After 3 Feet High blew up, people wouldn’t leave them alone. Aspiring rappers called constantly, showed up at their doors, cornered them on the street with demo tapes. Pos said they really couldn’t deal with being bothered at that point. One especially persistent fan, Miles Tackett (who later founded Breakestra), bugged them so hard he ended up in the subtitle of “Ring Ring Ring (Ha Ha Hey)”: “demo tapes by the miles.” That track rode a funk groove built on samples from the Whatnauts, the Honey Drippers, and Curiosity Killed the Cat all the way to the top ten in half a dozen European countries. The Arsenio thing still stung, too. On “Pass the Plugs,” Pos raps “Arsenio dissed us but the crowd kept clapping” and Prince Paul steps up to spit his own bars over a flip of the J.B.’s “Pass the Peas,” calling out Tommy Boy and the whole machinery of expectation by name.

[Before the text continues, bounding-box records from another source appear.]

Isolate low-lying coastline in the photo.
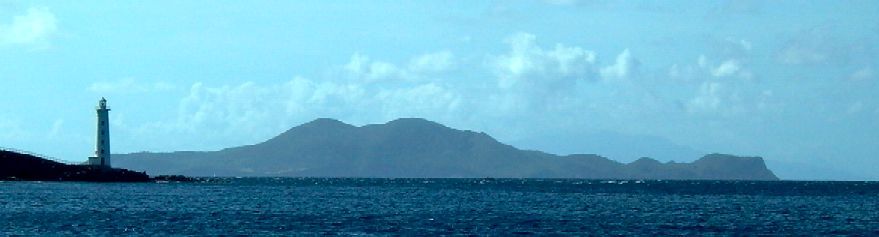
[0,150,154,182]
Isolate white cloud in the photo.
[492,33,595,89]
[711,59,741,77]
[601,49,637,79]
[688,82,723,112]
[87,77,177,94]
[47,119,64,139]
[0,7,58,47]
[409,51,454,72]
[543,0,579,6]
[345,53,400,81]
[849,67,876,81]
[343,51,455,82]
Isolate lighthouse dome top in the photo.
[98,97,107,109]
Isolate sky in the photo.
[0,0,879,180]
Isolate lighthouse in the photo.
[89,97,110,168]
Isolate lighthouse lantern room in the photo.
[88,98,110,168]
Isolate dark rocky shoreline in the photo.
[0,150,154,182]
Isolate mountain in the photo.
[0,150,150,182]
[114,118,778,180]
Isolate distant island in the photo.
[0,150,153,182]
[113,118,778,180]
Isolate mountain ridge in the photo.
[114,118,778,180]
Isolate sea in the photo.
[0,178,879,236]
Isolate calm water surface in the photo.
[0,178,879,236]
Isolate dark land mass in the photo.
[114,119,778,180]
[0,150,151,182]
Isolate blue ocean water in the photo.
[0,178,879,236]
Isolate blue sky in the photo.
[0,0,879,180]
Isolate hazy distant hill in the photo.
[114,119,778,180]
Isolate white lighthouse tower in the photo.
[89,97,110,168]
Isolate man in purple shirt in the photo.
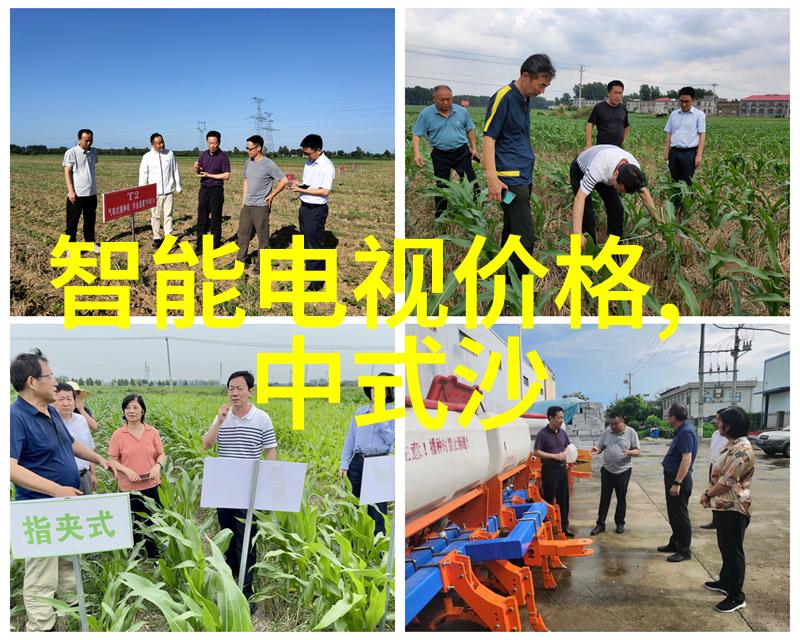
[194,131,231,255]
[533,406,575,538]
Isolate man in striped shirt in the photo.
[569,144,659,248]
[203,371,278,612]
[481,53,556,277]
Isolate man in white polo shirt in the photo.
[53,382,97,496]
[61,129,100,253]
[203,371,278,613]
[139,133,183,249]
[569,144,659,247]
[292,133,336,291]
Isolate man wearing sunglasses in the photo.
[291,138,336,291]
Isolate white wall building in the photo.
[406,324,556,413]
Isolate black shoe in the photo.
[703,580,728,596]
[714,596,747,613]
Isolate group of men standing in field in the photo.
[412,53,706,264]
[62,129,336,291]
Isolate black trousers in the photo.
[197,185,225,253]
[500,184,536,278]
[431,144,480,218]
[714,511,750,602]
[569,160,625,244]
[64,196,97,242]
[669,147,697,185]
[131,487,161,558]
[664,472,692,553]
[217,509,256,599]
[597,467,632,525]
[300,201,328,278]
[542,462,569,530]
[347,453,389,535]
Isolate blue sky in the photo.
[493,319,789,404]
[11,9,394,152]
[405,8,790,100]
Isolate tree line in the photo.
[6,144,394,160]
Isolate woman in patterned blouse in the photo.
[700,407,755,613]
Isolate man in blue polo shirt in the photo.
[658,403,697,562]
[411,84,480,218]
[10,349,108,631]
[482,53,556,277]
[533,406,575,538]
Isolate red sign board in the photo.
[103,183,156,222]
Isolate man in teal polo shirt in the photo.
[482,53,556,277]
[411,84,480,218]
[10,349,108,631]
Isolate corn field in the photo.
[406,107,789,316]
[11,387,394,631]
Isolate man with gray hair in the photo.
[482,53,556,277]
[411,84,480,218]
[658,402,697,562]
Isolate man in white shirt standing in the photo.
[700,409,728,529]
[61,129,100,253]
[203,371,278,614]
[139,133,183,249]
[292,133,336,291]
[53,382,97,496]
[569,144,659,247]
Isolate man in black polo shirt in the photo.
[586,80,631,149]
[481,53,556,277]
[533,406,575,538]
[10,349,108,631]
[658,403,697,562]
[194,131,231,254]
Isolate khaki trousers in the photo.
[22,557,75,631]
[150,193,172,240]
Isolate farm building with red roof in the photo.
[739,93,789,118]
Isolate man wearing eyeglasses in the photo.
[291,133,336,291]
[236,136,289,273]
[664,87,706,209]
[10,349,108,631]
[61,129,100,253]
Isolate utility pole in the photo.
[731,324,753,406]
[250,97,265,136]
[690,324,706,439]
[264,112,277,151]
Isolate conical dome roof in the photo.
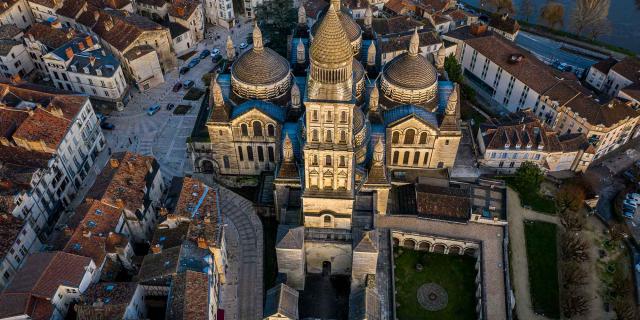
[310,4,353,67]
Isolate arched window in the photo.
[420,132,427,144]
[258,146,264,162]
[391,131,400,143]
[267,146,276,162]
[404,129,416,144]
[253,121,262,137]
[222,156,230,169]
[247,146,253,161]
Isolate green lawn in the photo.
[524,221,560,318]
[394,248,478,320]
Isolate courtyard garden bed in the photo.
[394,247,478,320]
[524,221,560,319]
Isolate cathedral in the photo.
[192,0,462,318]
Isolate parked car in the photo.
[187,58,200,68]
[100,122,116,130]
[147,104,160,116]
[200,49,211,59]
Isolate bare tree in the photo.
[571,0,611,36]
[540,1,564,28]
[560,232,590,262]
[562,290,589,318]
[519,0,536,22]
[562,262,588,289]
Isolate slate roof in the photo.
[264,283,299,319]
[167,270,209,320]
[383,104,438,128]
[231,100,287,123]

Prince Paul programmed nearly a hundred samples across these tracks using the same Akai S-900, Emu SP-12, and Casio SK-5 he’d relied on for 3 Feet High. He told interviewers the equipment was limited, that the limitation was the whole beauty—you had to program a certain way because the machines couldn’t do what you wanted fast enough. Tommy Boy gave them more rope after the debut’s commercial success, let them call the shots at Calliope Studios. But this was late-era sample freedom and nobody knew it yet. The Turtles had already sued over the “Transmitting Live from Mars” flip, costing the label $1.7 million, and the Grand Upright Music v. Warner Bros. decision later that same year drew a legal line through everything. Paul said they got a little smarter about who they sampled but didn’t pull back on density. He used tap-dancing sounds on “Pease Porridge,” put Funkadelic under a child’s murder on “Millie,” flipped Genesis into a satirical metal blast on “Who Do U Worship?,” and scattered Tom Waits and ELO and Lafayette Afro Rock Band across the rest. You can’t make albums this way anymore, and the legal climate killed it within months of this one’s release.